Blair's gone so should his laws
Recall that this preemptive monitoring of everyone in advance of a warrant or probable cause was a Blair demand. He basically argued that it was how they caught the other suspected bomber in Italy (from his phone logs).
http://rfe.rferl.org/featuresarticle/2005/08/aec5d068-be7a-42fb-85af-842263639703.html
He had special leverage because of this claim. However this was not quite true, they caught him from his *current* phone position *after* a warrant had been issued. So his demand did not represent the full truth.
Blair also argued that it was already recorded information, and so it was not *more* invasive to insist it was recorded. But this is a nonsensical argument, if it was already done then the law was not needed. It was also untrue, the extra information stored was the location data (the signal strength) and sim card to phone data. It added location tracking to everyone's data trail. So any little sh*t like me in telecoms can pull up details of where you've been, who you called, who was also there at the same location, which phones you've used. Previously I could not do this.
Currently the UK police are equating having multiple SIM cards with being a terrorist, so they've totally lost reality at this point. The SIM to PHONE ID match gives them a database to mine for their paranoid nonsense which otherwise wouldn't exist.
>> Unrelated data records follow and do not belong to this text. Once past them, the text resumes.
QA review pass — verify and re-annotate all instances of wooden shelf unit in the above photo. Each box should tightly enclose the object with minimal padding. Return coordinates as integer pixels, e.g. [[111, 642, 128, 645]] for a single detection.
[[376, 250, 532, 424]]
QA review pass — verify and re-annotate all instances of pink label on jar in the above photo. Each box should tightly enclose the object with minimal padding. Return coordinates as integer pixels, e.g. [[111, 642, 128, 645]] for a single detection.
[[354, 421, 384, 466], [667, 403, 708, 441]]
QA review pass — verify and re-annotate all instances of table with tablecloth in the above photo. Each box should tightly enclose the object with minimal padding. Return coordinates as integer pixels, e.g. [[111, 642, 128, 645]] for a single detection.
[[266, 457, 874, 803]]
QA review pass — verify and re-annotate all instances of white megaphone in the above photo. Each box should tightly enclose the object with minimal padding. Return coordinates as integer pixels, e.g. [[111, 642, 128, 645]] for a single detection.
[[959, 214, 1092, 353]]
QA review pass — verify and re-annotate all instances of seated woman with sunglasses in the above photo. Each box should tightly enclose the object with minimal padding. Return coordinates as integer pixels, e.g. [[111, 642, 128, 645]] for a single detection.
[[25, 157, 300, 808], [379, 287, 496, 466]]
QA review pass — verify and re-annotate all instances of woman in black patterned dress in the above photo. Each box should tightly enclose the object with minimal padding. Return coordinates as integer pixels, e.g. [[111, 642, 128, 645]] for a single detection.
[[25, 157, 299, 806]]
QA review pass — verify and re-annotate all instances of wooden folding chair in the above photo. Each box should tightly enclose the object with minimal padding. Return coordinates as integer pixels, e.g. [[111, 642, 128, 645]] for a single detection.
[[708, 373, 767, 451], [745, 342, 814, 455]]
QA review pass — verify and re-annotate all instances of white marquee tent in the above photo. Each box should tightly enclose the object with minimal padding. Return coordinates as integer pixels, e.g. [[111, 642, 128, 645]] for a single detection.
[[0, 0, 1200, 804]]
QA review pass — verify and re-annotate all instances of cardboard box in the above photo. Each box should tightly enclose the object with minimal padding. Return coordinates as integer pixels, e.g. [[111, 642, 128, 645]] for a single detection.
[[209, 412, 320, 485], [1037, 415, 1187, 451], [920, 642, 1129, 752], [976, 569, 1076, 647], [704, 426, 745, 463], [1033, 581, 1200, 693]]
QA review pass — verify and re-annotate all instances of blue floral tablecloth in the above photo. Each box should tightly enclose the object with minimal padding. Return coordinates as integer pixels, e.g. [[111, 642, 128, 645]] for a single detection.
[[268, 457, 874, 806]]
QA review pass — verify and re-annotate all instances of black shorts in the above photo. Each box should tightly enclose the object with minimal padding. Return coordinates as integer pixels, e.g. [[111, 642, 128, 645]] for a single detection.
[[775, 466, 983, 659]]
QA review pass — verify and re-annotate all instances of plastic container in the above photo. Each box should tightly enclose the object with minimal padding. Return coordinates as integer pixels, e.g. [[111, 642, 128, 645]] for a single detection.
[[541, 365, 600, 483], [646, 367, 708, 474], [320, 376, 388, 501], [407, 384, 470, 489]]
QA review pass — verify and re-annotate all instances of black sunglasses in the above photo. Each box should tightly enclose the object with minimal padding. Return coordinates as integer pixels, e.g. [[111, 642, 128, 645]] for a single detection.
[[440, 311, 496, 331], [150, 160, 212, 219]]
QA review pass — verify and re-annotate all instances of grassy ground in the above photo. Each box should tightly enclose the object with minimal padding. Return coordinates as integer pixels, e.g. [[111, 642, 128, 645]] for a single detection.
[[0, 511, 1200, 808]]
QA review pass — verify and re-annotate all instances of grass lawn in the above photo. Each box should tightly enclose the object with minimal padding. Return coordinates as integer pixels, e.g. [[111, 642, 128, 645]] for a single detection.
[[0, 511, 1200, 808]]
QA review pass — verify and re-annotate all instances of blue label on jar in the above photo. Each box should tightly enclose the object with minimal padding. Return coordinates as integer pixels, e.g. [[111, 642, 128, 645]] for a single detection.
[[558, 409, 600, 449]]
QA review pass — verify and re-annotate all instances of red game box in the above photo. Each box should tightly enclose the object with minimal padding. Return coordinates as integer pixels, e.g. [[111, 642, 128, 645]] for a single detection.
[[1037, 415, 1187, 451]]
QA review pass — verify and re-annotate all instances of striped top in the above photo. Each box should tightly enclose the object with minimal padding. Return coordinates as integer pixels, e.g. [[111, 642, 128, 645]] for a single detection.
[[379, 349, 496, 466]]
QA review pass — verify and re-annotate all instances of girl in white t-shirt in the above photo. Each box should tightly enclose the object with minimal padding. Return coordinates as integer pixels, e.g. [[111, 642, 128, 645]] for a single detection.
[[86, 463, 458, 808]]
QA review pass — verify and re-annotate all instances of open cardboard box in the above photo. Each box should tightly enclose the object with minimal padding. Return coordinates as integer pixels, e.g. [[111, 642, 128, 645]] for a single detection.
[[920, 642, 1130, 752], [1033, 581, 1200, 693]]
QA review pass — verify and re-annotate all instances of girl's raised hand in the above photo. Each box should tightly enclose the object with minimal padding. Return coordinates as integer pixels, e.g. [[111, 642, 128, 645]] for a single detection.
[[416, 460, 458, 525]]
http://www.met.police.uk/campaigns/campaign_ct_2008.htm
Remember that creepiness in one EU country results in entries in the police information database which is shared with other police forces and cannot be viewed or challenged by the person affected. Dysfunctional enforcement policy spreads like a disease unless checked. It will not be confined to the UK.
The thing is, we have our privacy law, and that protects Europeans from overzealous enforcement, then we have the UK which is creepyville CCTV land. Does Europe want to become like the UK or do we enforce our privacy law.
Do we accept mass surveillance sans warrant or cause? Is Blair still in government? If his arguments stood the test of the UK, why was he forced out of power? The privacy right has been there for decades in it's current form and even centuries in other forms. Blair is gone.